The hydrofoil system addresses
both wave tolerance and maneuverability. “Hydrofoils are underwater
wings,” he explains. “They lift the Seaglider out of the water, giving us five
feet of wave tolerance. So now we can operate in over 90% of conditions
globally and be very reliable.” Once on foils — at up to 50 miles per hour —
the vehicle remains classified as a boat but benefits from the agility seen
in America’s
Cup and SailGP yacht racing.
Safety, the other major shortcoming of earlier WIG craft,
is addressed through digital flight controls. REGENT automates the transitions
between floating, foiling, and flying so operators aren’t managing complex
aerodynamic and hydrodynamic states in real time. “We have 12 sensors
controlling the Seaglider in space and altitude. We have triple redundant
computer systems, quadruple redundant power buses,” Thalheimer explains.
The result is a simplified user experience: “You drive a
Seaglider like you drive a boat. The only controls available to the operator,
who is a mariner and not a pilot, are boat controls, left and right, fast and
slow, and the system takes care of the rest.”
REGENT’s flagship Seaglider vessel, Viceroy.

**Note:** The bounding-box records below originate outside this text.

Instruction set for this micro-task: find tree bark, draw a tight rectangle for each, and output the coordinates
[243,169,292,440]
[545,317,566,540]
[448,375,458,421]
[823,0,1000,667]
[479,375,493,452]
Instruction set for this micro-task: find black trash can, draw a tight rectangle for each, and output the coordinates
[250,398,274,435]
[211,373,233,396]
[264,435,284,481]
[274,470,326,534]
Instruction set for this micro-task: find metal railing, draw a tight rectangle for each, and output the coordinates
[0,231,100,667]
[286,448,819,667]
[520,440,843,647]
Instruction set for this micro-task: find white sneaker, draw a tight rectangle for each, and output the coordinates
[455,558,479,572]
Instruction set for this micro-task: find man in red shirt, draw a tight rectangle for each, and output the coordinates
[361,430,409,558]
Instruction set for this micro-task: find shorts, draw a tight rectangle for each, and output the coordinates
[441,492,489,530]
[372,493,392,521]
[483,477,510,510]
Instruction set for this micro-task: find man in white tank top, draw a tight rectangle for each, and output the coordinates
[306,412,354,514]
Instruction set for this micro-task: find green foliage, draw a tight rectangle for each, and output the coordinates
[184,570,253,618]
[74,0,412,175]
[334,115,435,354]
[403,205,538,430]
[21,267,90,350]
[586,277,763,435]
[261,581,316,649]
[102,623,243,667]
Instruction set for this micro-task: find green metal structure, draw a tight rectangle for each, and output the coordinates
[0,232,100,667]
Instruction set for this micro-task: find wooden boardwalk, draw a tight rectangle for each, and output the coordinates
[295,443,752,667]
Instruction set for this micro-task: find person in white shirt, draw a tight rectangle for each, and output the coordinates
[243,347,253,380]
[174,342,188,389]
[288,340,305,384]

4 takeaways from the conversation
1. Filling a critical gap in regional transportation
REGENT seeks to address a transportation problem that has
gone largely unchanged for more than 70 years. Using the Boston–New York
corridor as an example, Thalheimer notes that journey times have barely shifted
since the mid-20th century.
“If you look back to the 1950s, that route would take
several hours driving in an old car. And if you look at it today, it’s the
exact same time! Everything about the world has changed: medicine, the
internet, and AI. But that route still takes the same.”
This pattern extends far beyond the U.S., especially for
the 40% of the global population living in coastal regions, says Thalheimer.
The challenge is especially acute on 50–200 mile journeys, where driving,
ferries, rail, and regional flights often deliver similar door-to-door times.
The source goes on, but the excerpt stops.